The quick question is: can you check for viruses on incoming mail, and
then forward on clean mail, but manage (store or delete, etc) any mail that
fails the virus test?

I wish to set up virus checking on any email coming through a gateway.
I have been looking round for various tools to let me do this. Sendmail
seems
to be not suitable: it is a security risk, it is complex to understand, and
it does
not have the power to let you pipe data through a filter and check the
contents
that way.

This is the way I expect it should work. Mail arrives at the gateway. The
DATA
portion is then sent to a user process to check for viruses. Any
attachments are
converted to binary (typically from base64) and scanned by a virus scanner.
If the return value of this process is non-zero, or some other criteria,
the mail is
deemed to contain a virus. The mail delivery program then aborts the
forwarding
of the mail -- and optionally informs the recipient.

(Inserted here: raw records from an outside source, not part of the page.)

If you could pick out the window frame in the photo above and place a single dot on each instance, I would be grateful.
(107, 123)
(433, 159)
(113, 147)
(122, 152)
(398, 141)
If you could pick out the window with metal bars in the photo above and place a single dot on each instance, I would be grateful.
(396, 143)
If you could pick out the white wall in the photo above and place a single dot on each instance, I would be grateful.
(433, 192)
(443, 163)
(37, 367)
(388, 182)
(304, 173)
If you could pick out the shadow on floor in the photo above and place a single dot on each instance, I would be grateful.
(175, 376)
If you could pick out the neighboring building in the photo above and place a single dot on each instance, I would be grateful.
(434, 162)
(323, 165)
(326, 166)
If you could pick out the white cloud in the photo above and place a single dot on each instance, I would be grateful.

Of course there could be several variations on this theme. My question then
is,
can postfix be set up to do this? I know you can get all mail delivered
locally and
then sent to a user process. I have not yet found anything that can
effectively do
this as part of a pipeline.

I hope I am not asking what has been asked a thousand times before, but I
have
not yet found anything suitable on the Net. The benefit of this is that
there is only
one location to manage email viruses. This makes management easier, and
means
you can respond quickly to any threats.